Netware 6.5 and memory

We've had NW6.5 in all of the cluster for a week now, and already we're getting a feel for our particular problems. One thing that rises above the rest is memory handling. It just plain is crankier than NW6.0 was. Novell knows this, and has published a frequently updated TID on the topic:

TID10091980 Memory Fragmentation Issue with NetWare 6.5

The old Netware hands among you may remember w-a-y back in the day when what's now called the Traditional Filesystem required a bunch of tweaking to make work. Well, we're back there again only for memory-handling this time.

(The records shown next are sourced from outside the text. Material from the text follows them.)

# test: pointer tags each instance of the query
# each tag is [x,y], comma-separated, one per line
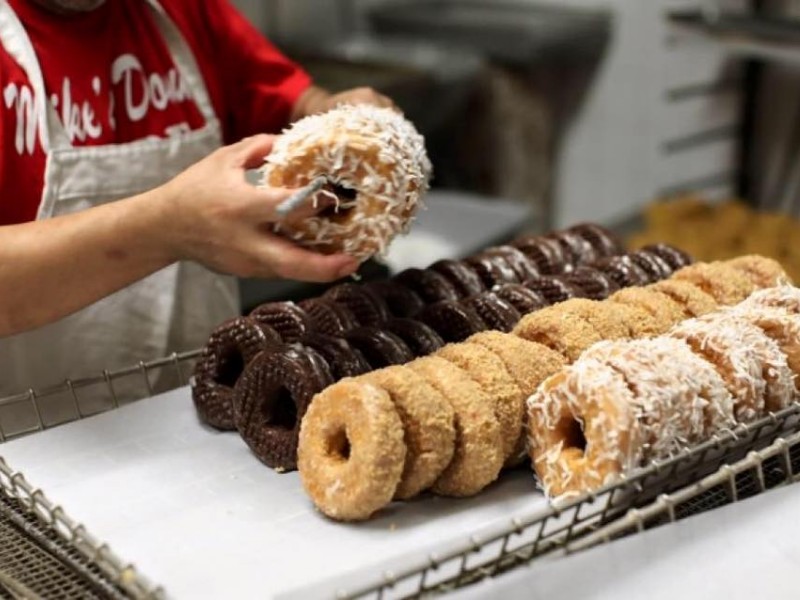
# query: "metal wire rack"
[44,553]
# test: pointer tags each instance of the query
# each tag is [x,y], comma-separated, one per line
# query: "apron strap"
[52,134]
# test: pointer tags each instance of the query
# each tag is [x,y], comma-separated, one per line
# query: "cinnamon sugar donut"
[528,363]
[583,431]
[752,365]
[351,451]
[230,347]
[271,397]
[763,272]
[661,307]
[377,172]
[483,365]
[695,301]
[727,285]
[566,333]
[478,457]
[428,423]
[680,398]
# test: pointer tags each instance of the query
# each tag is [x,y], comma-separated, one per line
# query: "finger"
[288,260]
[250,152]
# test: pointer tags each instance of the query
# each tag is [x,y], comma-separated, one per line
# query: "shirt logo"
[139,93]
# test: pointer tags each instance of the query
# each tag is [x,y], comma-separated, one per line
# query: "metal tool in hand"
[301,196]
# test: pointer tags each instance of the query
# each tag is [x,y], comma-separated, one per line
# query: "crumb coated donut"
[674,257]
[428,285]
[528,363]
[477,457]
[343,359]
[421,339]
[752,365]
[327,316]
[640,322]
[461,275]
[664,309]
[763,272]
[496,313]
[492,269]
[554,288]
[595,284]
[566,333]
[652,264]
[351,451]
[547,254]
[582,429]
[727,285]
[680,398]
[602,240]
[402,302]
[695,302]
[623,270]
[780,326]
[523,267]
[367,307]
[483,365]
[377,171]
[578,248]
[453,321]
[428,425]
[271,398]
[524,300]
[786,297]
[289,320]
[379,347]
[230,347]
[605,317]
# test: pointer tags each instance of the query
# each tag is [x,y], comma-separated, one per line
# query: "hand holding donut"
[213,216]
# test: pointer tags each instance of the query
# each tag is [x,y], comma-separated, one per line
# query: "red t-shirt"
[111,78]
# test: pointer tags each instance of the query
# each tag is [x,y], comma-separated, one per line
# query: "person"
[126,129]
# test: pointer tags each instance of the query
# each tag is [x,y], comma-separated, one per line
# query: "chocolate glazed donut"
[231,346]
[271,397]
[368,308]
[289,320]
[343,359]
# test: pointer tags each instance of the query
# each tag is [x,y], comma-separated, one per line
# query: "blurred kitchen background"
[539,115]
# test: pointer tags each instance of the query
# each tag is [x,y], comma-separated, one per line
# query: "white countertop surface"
[197,513]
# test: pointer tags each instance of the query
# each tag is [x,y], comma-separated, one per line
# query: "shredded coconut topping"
[376,153]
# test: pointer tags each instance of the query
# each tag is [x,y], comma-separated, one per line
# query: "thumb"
[250,152]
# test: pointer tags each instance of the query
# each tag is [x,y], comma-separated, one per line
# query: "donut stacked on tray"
[626,403]
[353,329]
[451,421]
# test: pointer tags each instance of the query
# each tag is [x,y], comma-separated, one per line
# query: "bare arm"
[51,268]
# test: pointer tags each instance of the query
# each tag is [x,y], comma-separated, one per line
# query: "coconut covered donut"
[377,171]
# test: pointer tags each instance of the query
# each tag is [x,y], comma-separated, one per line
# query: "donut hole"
[339,445]
[281,411]
[230,369]
[338,211]
[572,433]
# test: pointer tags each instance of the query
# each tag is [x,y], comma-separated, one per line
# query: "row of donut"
[375,314]
[233,346]
[450,422]
[367,337]
[626,403]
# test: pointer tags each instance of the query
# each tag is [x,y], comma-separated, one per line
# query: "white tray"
[196,512]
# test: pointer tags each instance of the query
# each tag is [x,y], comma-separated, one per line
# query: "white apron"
[171,310]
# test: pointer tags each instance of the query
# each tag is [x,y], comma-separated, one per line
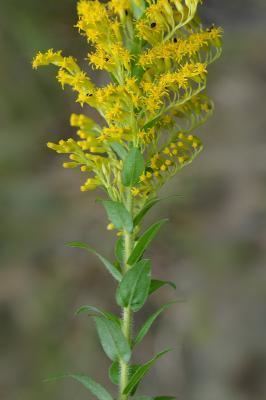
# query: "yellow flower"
[156,55]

To give you an idea as to what we're facing here are some numbers from our servers.

Stat
StuSrv1
StuSrv2
Total System Memory
2,147,062,784
2,147,062,784
NLM Memory
424,497,152
435,085,312
File System Cache (NSS)
1,715,937,280
369,316,840
Mounted Volumes
Stu1, Stu3, Class1
Stu2, Stupublic

Note the b-i-g difference in FIle System Cache. Stusrv1 has more mounted volumes, and they're bigger, but that does not account for the 4.6x increase in memory usage for the file-system cache. The actual difference in terms of mounted, used disk-space is closer to 2.5:1 rather than 4.6:1. Why is this happening? I don't know.

Our Cache Balance setting IS set to 85%. But the reason why some servers are actually taking that is not clear at this time. We never came close to that number with NW6.0. We're also running the latest, bleeding edge NSS modules thanks to the troubleshooting required to get NW6.5 into our cluster. Right now I'm setting things back to 60% and see what we get.

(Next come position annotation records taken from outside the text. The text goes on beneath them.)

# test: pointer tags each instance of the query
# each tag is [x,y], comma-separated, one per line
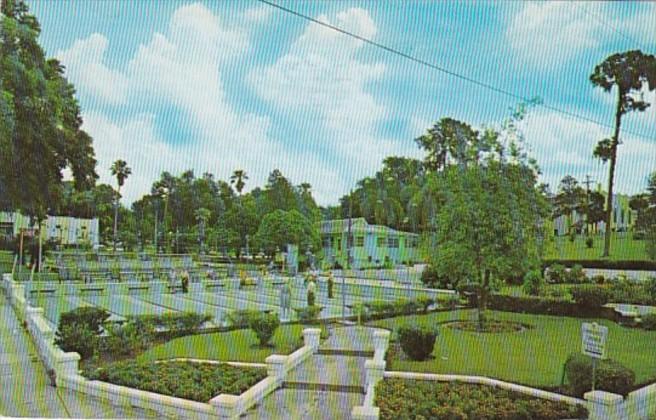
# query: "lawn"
[533,357]
[232,346]
[622,247]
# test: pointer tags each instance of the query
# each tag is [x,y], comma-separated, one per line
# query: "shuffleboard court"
[231,303]
[181,303]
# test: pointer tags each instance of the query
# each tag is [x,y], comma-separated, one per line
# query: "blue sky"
[216,86]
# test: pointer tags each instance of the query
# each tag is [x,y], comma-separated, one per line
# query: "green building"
[371,245]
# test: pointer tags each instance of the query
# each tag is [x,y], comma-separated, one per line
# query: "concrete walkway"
[327,385]
[25,389]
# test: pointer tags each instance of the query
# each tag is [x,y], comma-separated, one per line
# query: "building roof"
[358,225]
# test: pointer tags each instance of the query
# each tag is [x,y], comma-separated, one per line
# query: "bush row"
[409,399]
[81,330]
[189,380]
[610,375]
[605,264]
[547,306]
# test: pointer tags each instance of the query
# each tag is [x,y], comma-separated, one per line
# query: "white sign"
[594,340]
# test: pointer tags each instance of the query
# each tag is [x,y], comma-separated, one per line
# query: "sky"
[222,85]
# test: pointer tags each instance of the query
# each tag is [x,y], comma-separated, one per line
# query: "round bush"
[590,296]
[611,376]
[533,283]
[417,342]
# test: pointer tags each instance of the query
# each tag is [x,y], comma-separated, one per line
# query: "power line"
[445,70]
[607,24]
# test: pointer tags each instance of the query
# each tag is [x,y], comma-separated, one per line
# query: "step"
[345,352]
[302,404]
[330,370]
[357,389]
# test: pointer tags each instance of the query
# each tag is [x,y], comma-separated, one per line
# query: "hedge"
[605,264]
[193,381]
[547,306]
[611,376]
[410,399]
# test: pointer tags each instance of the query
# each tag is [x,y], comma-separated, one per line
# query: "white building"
[63,229]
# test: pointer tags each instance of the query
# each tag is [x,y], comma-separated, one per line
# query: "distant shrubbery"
[79,330]
[409,399]
[610,375]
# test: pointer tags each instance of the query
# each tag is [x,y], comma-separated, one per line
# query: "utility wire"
[447,71]
[607,24]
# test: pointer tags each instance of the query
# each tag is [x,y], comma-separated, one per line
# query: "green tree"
[629,73]
[569,199]
[121,171]
[40,120]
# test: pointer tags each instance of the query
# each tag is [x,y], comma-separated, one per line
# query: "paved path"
[25,389]
[327,385]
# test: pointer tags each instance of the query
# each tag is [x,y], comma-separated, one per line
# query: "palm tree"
[121,171]
[202,216]
[630,73]
[238,179]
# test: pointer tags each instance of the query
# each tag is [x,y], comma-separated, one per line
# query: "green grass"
[232,346]
[622,247]
[534,357]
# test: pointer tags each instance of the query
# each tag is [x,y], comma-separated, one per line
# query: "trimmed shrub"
[606,264]
[381,308]
[264,326]
[590,297]
[174,324]
[533,283]
[129,338]
[557,273]
[406,307]
[546,306]
[649,322]
[417,342]
[193,381]
[79,330]
[610,375]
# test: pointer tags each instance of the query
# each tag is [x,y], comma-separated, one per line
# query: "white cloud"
[183,67]
[85,65]
[322,78]
[548,34]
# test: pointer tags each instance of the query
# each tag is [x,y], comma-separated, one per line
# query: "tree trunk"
[116,216]
[611,173]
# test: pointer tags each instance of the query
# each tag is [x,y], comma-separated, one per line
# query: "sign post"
[593,344]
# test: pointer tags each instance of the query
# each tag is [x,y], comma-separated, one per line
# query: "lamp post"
[348,256]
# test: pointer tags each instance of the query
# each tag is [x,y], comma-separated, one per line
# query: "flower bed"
[193,381]
[491,326]
[406,399]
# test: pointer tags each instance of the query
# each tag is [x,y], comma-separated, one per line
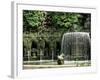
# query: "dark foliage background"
[43,27]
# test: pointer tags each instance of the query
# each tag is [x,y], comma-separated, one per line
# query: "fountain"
[76,46]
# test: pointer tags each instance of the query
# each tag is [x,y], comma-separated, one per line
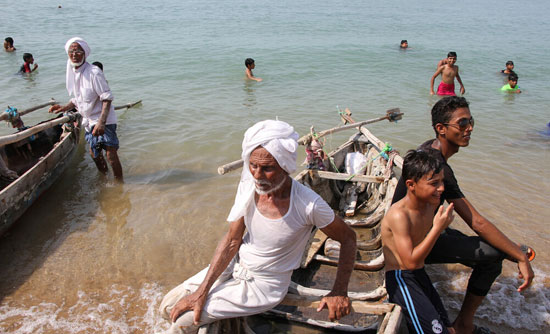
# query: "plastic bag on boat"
[355,163]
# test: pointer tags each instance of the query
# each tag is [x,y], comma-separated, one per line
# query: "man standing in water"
[93,100]
[453,125]
[251,274]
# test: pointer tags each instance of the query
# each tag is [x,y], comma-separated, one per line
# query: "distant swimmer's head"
[512,79]
[249,63]
[98,64]
[78,50]
[510,65]
[423,174]
[452,121]
[28,58]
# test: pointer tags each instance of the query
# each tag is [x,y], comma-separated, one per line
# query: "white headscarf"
[280,140]
[70,70]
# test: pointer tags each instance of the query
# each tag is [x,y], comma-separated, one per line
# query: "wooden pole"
[4,116]
[127,105]
[392,115]
[35,129]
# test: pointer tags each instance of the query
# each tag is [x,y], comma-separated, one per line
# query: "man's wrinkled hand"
[338,306]
[194,302]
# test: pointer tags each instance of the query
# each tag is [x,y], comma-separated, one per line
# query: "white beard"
[75,65]
[273,189]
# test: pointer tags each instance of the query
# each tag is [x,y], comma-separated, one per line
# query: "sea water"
[93,257]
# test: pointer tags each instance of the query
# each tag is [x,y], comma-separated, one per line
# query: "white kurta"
[258,278]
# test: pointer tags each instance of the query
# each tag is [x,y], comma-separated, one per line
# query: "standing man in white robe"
[250,273]
[93,100]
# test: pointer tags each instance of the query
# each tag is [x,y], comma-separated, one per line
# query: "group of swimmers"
[449,71]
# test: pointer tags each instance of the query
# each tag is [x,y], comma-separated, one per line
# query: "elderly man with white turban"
[92,98]
[250,273]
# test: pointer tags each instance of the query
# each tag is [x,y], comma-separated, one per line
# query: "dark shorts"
[98,143]
[414,292]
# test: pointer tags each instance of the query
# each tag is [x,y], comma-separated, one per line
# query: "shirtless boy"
[448,73]
[249,63]
[409,232]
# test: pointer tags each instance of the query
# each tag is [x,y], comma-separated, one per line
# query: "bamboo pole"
[6,140]
[391,115]
[4,116]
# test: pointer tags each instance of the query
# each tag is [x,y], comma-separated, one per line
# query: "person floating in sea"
[509,68]
[409,231]
[92,98]
[26,67]
[8,45]
[98,64]
[512,85]
[448,71]
[453,125]
[250,65]
[250,272]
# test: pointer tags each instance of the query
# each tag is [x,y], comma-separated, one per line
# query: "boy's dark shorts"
[97,143]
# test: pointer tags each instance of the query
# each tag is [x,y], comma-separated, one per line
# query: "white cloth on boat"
[90,88]
[280,140]
[258,278]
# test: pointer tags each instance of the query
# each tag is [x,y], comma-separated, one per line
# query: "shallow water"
[91,256]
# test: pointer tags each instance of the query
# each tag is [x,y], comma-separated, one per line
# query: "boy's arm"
[412,257]
[491,234]
[462,90]
[437,72]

All of our cluster nodes list "Fragmented Kernel Space" in the 10-25% of memory range. So far that hasn't been a true problem. The TID above lists ways to handle that, but our servers haven't been up as NW6.5 long enough to get a true feel for 'normal lode' yet. Plus, the reboots required for the settings to take effect still incur service outages on the cluster (an outage that lasts 15 seconds is still an outage) so it takes scheduling to get changes in.

Our NDS servers have also had memory-frag issues. I've heard rumors that this is more associated with eDir 8.7.3 than Netware 6.5, but it still remains. There are some DS settings you can use to try and reduce frag numbers.